[petsc-dev] [petsc-maint] running CUDA on SUMMIT

Wed Aug 14 17:58:09 CDT 2019

"Smith, Barry F." <bsmith at mcs.anl.gov> writes:

>> On Aug 14, 2019, at 2:37 PM, Jed Brown <jed at jedbrown.org> wrote:
>> 
>> Mark Adams via petsc-dev <petsc-dev at mcs.anl.gov> writes:
>> 
>>> On Wed, Aug 14, 2019 at 2:35 PM Smith, Barry F. <bsmith at mcs.anl.gov> wrote:
>>> 
>>>> 
>>>>  Mark,
>>>> 
>>>>   Would you be able to make one run using single precision? Just single
>>>> everywhere since that is all we support currently?
>>>> 
>>>> 
>>> Experience in engineering at least is single does not work for FE
>>> elasticity.
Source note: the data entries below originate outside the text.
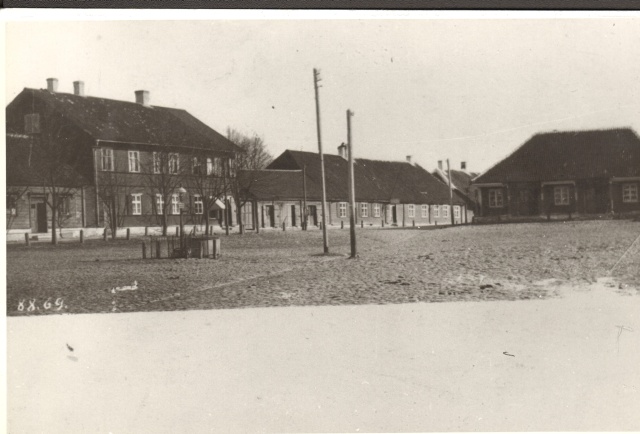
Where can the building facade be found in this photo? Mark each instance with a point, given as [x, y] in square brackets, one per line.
[111, 163]
[386, 193]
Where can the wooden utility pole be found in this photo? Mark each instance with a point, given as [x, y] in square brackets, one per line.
[352, 192]
[304, 197]
[325, 237]
[453, 222]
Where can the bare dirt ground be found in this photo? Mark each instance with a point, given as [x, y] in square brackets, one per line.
[274, 268]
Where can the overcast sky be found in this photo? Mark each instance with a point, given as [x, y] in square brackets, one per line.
[471, 90]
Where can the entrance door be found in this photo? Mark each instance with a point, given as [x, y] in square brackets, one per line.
[313, 215]
[38, 217]
[270, 216]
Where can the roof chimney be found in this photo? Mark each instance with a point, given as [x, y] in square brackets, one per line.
[342, 151]
[142, 97]
[52, 84]
[78, 88]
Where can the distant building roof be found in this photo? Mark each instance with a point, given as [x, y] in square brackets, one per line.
[570, 155]
[130, 122]
[271, 184]
[375, 180]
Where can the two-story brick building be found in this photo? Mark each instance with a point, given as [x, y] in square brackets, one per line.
[137, 163]
[565, 174]
[387, 192]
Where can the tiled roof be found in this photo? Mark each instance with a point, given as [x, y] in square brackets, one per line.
[272, 184]
[570, 155]
[130, 122]
[461, 179]
[375, 180]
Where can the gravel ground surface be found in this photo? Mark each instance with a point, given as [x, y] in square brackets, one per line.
[274, 268]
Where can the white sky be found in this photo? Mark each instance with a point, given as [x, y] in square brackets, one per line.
[472, 89]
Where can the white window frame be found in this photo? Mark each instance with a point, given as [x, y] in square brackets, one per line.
[134, 161]
[496, 198]
[342, 209]
[198, 205]
[376, 210]
[175, 204]
[630, 193]
[174, 164]
[561, 195]
[159, 204]
[157, 163]
[364, 209]
[106, 158]
[136, 204]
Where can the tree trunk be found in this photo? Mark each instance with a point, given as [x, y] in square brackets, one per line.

I have tried it many years ago and have heard this from others.
>>> This problem is pretty simple other than using Q2. I suppose I could try
>>> it, but just be aware the FE people might say that single sucks.
>> 
>> When they say that single sucks, is it for the definition of the
>> operator or the preconditioner?
>> 
>> As point of reference, we can apply Q2 elasticity operators in double
>> precision at nearly a billion dofs/second per GPU.
>
>   And in single you get what?

I don't have exact numbers, but <2x faster on V100, and it sort of
doesn't matter because preconditioning cost will dominate.  The big win
of single is on consumer-grade GPUs, which DOE doesn't install and
NVIDIA forbids to be used in data centers (because they're so
cost-effective ;-)).

>> I'm skeptical of big wins in preconditioning (especially setup) due to
>> the cost and irregularity of indexing being large compared to the
>> bandwidth cost of the floating point values.